Curated Big Data for Supervised Machine Learning: A Case of Malaria Indicator and Demographic Health Surveys Data

Abstract:

Quality data remains an indispensable asset of data driven models required for solving analytical problems using machine learning tools and techniques. However, raw data is characterized by feature dependency, class imbalance, outliers, missing data, and so on, which oftentimes degrade the performance of machine learning models. To improve the quality of data for machine learning, data curation is a necessary step to organize and glean relevant features from the big data to generate precise, reliable, and usable information for machine learning models. In the malaria control and eradication programme, precise evidence from quality data could inform accurate assessment of impacts of previous interventions, optimal allocation of resources within the malaria endemic households, formulation of informed policies, and decision-making among others. In this paper, data from the combined features excavated from the Malaria Indicator Survey (MIS) 2015, 2021, and Demographic Health Survey (DHS) 2018, spanning six geopolitical zones in Nigeria are curated to support supervised machine learning.
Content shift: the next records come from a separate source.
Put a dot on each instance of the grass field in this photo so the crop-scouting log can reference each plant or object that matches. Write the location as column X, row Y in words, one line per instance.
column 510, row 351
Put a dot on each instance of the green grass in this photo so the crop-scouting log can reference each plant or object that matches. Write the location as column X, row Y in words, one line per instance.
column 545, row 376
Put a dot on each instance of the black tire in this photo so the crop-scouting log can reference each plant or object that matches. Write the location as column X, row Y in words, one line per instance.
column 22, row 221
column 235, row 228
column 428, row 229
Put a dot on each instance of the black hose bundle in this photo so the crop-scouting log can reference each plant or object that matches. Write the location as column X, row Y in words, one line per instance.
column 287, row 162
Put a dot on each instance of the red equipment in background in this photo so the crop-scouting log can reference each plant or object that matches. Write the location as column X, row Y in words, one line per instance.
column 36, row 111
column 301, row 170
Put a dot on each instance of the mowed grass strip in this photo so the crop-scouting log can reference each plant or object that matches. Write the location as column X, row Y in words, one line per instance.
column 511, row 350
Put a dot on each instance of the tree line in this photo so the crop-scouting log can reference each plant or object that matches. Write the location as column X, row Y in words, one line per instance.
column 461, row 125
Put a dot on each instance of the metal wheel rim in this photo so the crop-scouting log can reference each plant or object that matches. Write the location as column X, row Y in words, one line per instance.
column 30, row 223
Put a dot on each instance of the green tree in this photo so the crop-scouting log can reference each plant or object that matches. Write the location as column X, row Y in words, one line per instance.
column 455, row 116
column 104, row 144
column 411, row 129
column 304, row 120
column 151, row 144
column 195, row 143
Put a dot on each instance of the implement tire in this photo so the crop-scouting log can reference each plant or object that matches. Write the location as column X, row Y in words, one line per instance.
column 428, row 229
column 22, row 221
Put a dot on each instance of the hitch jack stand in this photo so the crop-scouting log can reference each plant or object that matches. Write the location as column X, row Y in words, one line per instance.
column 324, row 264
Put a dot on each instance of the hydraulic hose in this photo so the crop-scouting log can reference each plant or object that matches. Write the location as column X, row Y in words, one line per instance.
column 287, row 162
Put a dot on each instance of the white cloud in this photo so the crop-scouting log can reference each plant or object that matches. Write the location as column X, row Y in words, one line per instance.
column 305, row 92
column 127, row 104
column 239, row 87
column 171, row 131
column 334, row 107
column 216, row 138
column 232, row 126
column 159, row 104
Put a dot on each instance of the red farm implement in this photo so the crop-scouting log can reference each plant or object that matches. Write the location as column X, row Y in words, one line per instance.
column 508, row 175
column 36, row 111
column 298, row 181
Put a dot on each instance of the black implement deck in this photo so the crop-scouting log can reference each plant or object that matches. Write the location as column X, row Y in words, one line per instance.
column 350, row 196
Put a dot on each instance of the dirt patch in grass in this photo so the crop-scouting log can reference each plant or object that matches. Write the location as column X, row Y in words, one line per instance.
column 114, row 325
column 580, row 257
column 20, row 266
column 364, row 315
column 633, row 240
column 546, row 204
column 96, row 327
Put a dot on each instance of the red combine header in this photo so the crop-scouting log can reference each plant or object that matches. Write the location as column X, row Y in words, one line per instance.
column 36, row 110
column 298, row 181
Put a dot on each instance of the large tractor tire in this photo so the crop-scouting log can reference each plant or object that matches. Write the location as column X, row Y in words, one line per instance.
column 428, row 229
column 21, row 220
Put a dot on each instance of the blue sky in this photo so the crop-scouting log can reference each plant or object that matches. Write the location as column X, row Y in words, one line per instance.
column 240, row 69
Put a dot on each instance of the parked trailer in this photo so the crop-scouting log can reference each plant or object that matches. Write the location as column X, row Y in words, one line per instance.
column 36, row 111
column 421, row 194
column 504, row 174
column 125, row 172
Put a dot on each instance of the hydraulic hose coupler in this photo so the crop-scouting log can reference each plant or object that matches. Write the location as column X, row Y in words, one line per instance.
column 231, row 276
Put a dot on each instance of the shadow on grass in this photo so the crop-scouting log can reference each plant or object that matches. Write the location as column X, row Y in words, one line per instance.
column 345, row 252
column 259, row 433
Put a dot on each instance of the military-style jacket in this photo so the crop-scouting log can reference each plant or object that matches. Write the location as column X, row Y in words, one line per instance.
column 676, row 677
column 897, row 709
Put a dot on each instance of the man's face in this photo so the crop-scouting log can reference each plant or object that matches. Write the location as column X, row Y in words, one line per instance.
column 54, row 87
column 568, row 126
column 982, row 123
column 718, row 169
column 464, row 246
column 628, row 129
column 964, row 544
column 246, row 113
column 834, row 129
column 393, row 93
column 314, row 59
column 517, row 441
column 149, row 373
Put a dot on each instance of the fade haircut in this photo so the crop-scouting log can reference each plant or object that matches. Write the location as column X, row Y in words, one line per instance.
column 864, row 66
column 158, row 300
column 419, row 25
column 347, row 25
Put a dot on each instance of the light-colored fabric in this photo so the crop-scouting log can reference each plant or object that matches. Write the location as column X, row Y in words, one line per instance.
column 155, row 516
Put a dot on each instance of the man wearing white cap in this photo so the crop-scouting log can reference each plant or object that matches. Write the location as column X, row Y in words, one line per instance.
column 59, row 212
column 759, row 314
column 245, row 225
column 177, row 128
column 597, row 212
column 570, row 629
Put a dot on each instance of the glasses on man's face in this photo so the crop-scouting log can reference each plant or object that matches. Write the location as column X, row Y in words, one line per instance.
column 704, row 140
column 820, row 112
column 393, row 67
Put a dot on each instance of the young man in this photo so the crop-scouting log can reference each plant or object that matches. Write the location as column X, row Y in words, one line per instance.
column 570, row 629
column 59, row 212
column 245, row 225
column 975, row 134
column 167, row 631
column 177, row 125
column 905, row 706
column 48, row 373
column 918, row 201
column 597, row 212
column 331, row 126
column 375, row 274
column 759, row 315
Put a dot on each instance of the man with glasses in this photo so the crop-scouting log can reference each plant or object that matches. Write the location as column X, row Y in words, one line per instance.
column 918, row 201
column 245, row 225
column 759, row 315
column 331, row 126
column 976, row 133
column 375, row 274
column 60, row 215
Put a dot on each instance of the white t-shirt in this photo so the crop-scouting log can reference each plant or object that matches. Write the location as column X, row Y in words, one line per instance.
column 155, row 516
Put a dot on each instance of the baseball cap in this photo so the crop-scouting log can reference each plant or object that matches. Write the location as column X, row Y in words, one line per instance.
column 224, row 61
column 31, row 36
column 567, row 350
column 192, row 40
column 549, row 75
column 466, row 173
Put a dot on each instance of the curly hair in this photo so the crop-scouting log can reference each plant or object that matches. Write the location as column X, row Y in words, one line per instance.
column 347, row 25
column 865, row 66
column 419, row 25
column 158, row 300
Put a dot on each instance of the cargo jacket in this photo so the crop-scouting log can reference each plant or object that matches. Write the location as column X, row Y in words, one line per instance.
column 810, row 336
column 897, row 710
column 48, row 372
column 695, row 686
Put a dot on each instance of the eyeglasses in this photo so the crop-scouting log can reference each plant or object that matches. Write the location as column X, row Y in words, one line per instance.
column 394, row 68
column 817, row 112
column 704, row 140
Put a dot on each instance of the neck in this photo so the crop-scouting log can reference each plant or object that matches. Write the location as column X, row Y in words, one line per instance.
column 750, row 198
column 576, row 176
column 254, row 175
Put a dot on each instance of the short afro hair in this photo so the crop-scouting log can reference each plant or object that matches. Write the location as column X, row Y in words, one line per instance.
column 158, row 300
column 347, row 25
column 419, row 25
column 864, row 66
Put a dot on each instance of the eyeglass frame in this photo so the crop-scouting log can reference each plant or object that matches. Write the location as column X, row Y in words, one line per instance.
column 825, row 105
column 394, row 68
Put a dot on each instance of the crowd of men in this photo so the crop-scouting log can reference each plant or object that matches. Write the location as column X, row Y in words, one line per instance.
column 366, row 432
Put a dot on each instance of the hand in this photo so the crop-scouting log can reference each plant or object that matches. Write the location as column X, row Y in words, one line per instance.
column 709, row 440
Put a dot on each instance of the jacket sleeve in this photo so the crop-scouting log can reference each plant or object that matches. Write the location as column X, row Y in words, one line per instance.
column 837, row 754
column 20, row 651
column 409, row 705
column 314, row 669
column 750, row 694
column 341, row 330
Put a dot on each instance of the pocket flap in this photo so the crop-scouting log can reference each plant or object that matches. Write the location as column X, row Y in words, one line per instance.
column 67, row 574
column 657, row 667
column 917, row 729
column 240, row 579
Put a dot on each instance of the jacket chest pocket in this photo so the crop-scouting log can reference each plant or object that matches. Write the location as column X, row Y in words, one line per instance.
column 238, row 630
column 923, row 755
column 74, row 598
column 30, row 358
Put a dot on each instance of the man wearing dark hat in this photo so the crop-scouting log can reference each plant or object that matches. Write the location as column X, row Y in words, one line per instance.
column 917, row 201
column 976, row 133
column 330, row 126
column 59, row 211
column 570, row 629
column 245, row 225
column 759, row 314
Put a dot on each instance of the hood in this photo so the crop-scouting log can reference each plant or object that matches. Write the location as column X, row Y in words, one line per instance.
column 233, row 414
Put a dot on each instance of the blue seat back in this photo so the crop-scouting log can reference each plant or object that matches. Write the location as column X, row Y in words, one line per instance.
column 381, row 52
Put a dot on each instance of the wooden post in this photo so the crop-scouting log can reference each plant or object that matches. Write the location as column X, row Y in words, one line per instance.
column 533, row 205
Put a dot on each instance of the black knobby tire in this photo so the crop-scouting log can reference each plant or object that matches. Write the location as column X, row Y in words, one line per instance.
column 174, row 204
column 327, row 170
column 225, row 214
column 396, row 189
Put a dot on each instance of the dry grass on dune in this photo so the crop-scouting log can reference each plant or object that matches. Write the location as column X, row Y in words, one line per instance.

The objective of this task is to provide high-quality data for machine learning models to support the generation of precise evidence for accurate decision-making and informed formulation of policy to address the burden of malaria on households. The implication of obtaining curated data is the reduced feature space suitable for machine learning tasks.

Keywords: Data, Machine Learning, Curate, Feature Engineering, Malaria Endemic Households.